Marc Julienne, responsable des activités Chine au Centre Asie de l'Institut français des relations internationales (Ifri), apporte son éclairage sur le rôle de Pékin dans cette guerre.

franceinfo : Depuis le début de la guerre en Ukraine, quelle est la position de la Chine, alliée historique de la Russie ?

Marc Julienne : Depuis le 24 février, la Chine maintient une position officielle de neutralité dans le conflit armé qui oppose la Russie à l'Ukraine. Mais lorsque l'on analyse au-delà du discours officiel, on s'aperçoit que cette neutralité n'est que de façade. Pékin assure respecter la souveraineté de tous les Etats et la Charte des Nations unies, mais elle a repris mot pour mot le discours de Vladimir Poutine en parlant "d'opération militaire spéciale", en refusant d'utiliser le terme d'invasion et en se gardant d'attribuer toute responsabilité du conflit à l'un ou l'autre des belligérants. Elle reconnaît également les "préoccupations de sécurité légitimes" de la Russie. C'est une formule très générale pour dire en filigrane que Moscou avait aussi des raisons de se sentir menacé en Ukraine.

"Le discours chinois est très subtil, c'est tout en ligne de crête. Le but est de se présenter comme neutre tout en préservant les intérêts de la Russie. La Chine appelle à la discussion, à des pourparlers de paix, mais à aucun moment ne fait de démarches pour se positionner en médiatrice." Marc Julienne à franceinfo

Pourquoi la Chine soutient-elle implicitement la Russie dans cette guerre ?

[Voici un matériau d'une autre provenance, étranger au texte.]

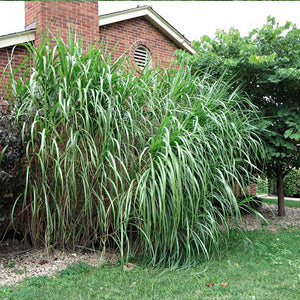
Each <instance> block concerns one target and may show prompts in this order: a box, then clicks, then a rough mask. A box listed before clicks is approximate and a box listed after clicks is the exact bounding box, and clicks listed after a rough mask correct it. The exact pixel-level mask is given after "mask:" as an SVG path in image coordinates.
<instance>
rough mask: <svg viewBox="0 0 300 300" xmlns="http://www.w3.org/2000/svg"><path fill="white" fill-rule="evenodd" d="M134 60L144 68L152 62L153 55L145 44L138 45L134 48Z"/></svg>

C'est avant tout pour des raisons politiques. Les deux pays sont fondamentalement d'accord sur un point : leur opposition viscérale aux démocraties libérales occidentales. Il s'agit d'une opposition aux Etats-Unis, à l'Otan et, pour ce qui concerne particulièrement la Chine, une opposition au nouveau partenariat de l'Aukus (Australie, Royaume-Uni, Etats-Unis).

De son côté, la Russie fait face à ce front occidental puisqu'elle accuse l'Otan de vouloir s'élargir à l'Ukraine, ce qui est faux. C'est précisément sur ce point que la Chine et la Russie ont des intérêts alliés et c'est la raison pour laquelle Pékin soutient tacitement Moscou. C'est un soutien implicite dans le discours et très explicite économiquement. La Chine apporte son aide financière à la Russie depuis le début du conflit. Par des canaux de financements en yuans depuis que l'économie russe est exclue du système Swift, mais aussi en augmentant les importations de pétrole et de gaz, ou encore celles de produits agricoles, comme le blé. 

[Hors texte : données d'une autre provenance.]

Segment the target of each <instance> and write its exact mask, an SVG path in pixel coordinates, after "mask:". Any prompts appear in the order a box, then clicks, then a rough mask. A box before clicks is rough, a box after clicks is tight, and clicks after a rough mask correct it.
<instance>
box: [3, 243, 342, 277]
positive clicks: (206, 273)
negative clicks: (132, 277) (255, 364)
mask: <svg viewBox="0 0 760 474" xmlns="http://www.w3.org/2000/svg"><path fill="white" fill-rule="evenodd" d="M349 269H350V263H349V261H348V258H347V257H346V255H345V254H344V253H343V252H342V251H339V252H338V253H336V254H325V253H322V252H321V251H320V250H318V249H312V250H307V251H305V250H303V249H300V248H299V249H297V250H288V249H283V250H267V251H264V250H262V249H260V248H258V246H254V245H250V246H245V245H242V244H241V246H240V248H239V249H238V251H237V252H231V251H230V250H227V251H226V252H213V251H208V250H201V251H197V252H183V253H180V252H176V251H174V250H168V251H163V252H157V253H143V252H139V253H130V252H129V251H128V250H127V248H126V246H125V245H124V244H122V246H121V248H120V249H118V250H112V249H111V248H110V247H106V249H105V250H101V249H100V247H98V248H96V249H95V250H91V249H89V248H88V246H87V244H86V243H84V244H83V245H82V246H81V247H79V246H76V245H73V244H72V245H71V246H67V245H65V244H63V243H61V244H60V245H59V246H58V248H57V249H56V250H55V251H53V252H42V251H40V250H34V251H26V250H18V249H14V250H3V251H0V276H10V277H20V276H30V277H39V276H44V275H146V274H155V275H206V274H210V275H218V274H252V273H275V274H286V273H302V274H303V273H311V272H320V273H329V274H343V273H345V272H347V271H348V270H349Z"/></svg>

Enfin, depuis le début de la crise, Pékin observe attentivement ce qui se passe en Ukraine, en pensant à Taïwan. La Chine a des velléités très explicites sur une "unification", selon ses termes. Elle peut tirer certaines leçons de la guerre actuelle.

Pensez-vous que la Chine peut s'impliquer davantage dans le conflit ? 

Si elle soutenait trop ouvertement la Russie, elle pourrait elle-même être visée par des sanctions ayant de fortes répercussions sur son économie. Le choix idéologique va alors s'opposer aux intérêts pragmatiques de l'Empire du milieu.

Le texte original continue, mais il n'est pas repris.